In August, Hill pleaded guilty to one count of felony theft, said Rolf Bienk, chief deputy district attorney for Daulphin County, Pa. Bienk said Hill was fined $500, placed on 23 months' probation and was ordered to pay $11,600 in restitution to the Chartwood Manor Homeowners Association in Harrisburg.
In last week's trial in Anne Arundel County Circuit Court, prosecution witnesses, including Hill's sister-in-law, Victoria Albrittain, a former bookkeeper for his companies, said Hill approved all checks issued by his companies, American Homes Corp., ARC Inc and AFC Inc.
A bank officer testified that the account Hill drew on to pay a $1,195 bill to an Annapolis roofing company had, at the time, a balance of minus $1,878.29.

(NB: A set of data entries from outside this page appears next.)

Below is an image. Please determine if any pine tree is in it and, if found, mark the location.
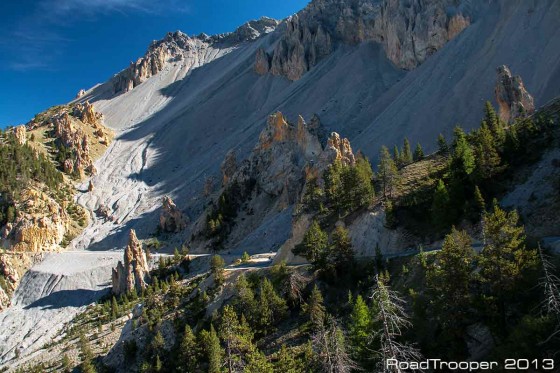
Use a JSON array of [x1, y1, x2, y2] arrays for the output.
[[392, 145, 401, 166], [451, 126, 475, 177], [479, 202, 537, 330], [484, 101, 505, 142], [201, 325, 223, 373], [330, 225, 354, 273], [257, 278, 288, 333], [305, 285, 326, 330], [219, 305, 254, 372], [413, 143, 424, 161], [211, 255, 226, 286], [79, 333, 96, 373], [178, 325, 199, 373], [401, 138, 413, 165], [426, 228, 475, 352], [296, 220, 328, 268], [473, 185, 486, 217], [437, 134, 449, 155], [378, 146, 400, 199], [234, 274, 257, 322], [324, 159, 344, 211], [111, 296, 119, 319], [474, 122, 502, 179], [274, 345, 300, 373], [312, 317, 357, 373], [370, 276, 422, 371], [245, 349, 274, 373], [431, 179, 450, 228], [348, 295, 372, 364]]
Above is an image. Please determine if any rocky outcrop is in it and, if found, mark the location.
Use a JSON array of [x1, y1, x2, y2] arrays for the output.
[[1, 187, 69, 253], [259, 0, 470, 81], [112, 230, 150, 295], [254, 48, 271, 75], [159, 196, 187, 233], [495, 65, 535, 123], [13, 126, 27, 145], [53, 113, 95, 178], [320, 132, 355, 167], [76, 89, 86, 99]]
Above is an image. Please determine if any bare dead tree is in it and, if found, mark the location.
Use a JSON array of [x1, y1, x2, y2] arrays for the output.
[[370, 275, 423, 372], [538, 244, 560, 346], [312, 317, 359, 373]]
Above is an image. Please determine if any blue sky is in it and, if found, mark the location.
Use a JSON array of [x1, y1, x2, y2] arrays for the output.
[[0, 0, 309, 127]]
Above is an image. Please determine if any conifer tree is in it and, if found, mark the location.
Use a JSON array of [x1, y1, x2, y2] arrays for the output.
[[348, 295, 372, 364], [451, 126, 475, 178], [313, 317, 357, 373], [370, 276, 422, 371], [378, 146, 400, 199], [234, 274, 257, 321], [431, 179, 450, 228], [324, 159, 344, 211], [473, 185, 486, 217], [219, 305, 254, 372], [479, 203, 537, 330], [178, 325, 199, 373], [296, 220, 328, 268], [201, 325, 223, 373], [426, 228, 475, 352], [474, 122, 502, 179], [330, 225, 355, 273], [401, 138, 413, 165], [484, 101, 505, 142], [110, 296, 119, 319], [274, 345, 300, 373], [257, 278, 288, 332], [245, 350, 274, 373], [437, 134, 449, 155], [392, 145, 401, 167], [305, 285, 326, 330], [211, 255, 226, 286], [413, 143, 424, 161]]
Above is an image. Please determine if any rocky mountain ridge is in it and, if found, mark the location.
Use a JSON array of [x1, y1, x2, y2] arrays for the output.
[[112, 17, 280, 94], [256, 0, 471, 80]]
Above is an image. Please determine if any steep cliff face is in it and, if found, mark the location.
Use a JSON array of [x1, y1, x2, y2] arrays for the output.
[[0, 253, 43, 311], [112, 17, 279, 94], [112, 230, 150, 295], [495, 65, 535, 123], [257, 0, 470, 80]]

Another bank officer said an account used to write about $1,700 in payroll checks contained only $67.
LeCornu, the prosecutor, said Hill's business was "a financial Titanic," sinking amid the noisy complaints of creditors seeking payment. Trying to show that Hill intentionally bounced checks -- a necessary element for conviction -- LeCornu said Hill was "no dummy" and knew the checks would be no good, but "he had bigger bullets to dodge."
But Hill told the jury that the prosecution did not prove he authorized the checks specified in the charges, and he said the checks bounced because his bank accounts were frozen on July 14, 1989, when Stewart Title Guaranty Co. of Texas filed its multimillion fraud suit against him.
He also said one of the banks had authority to transfer money from his other accounts there to cover overdrafts, but failed to do so.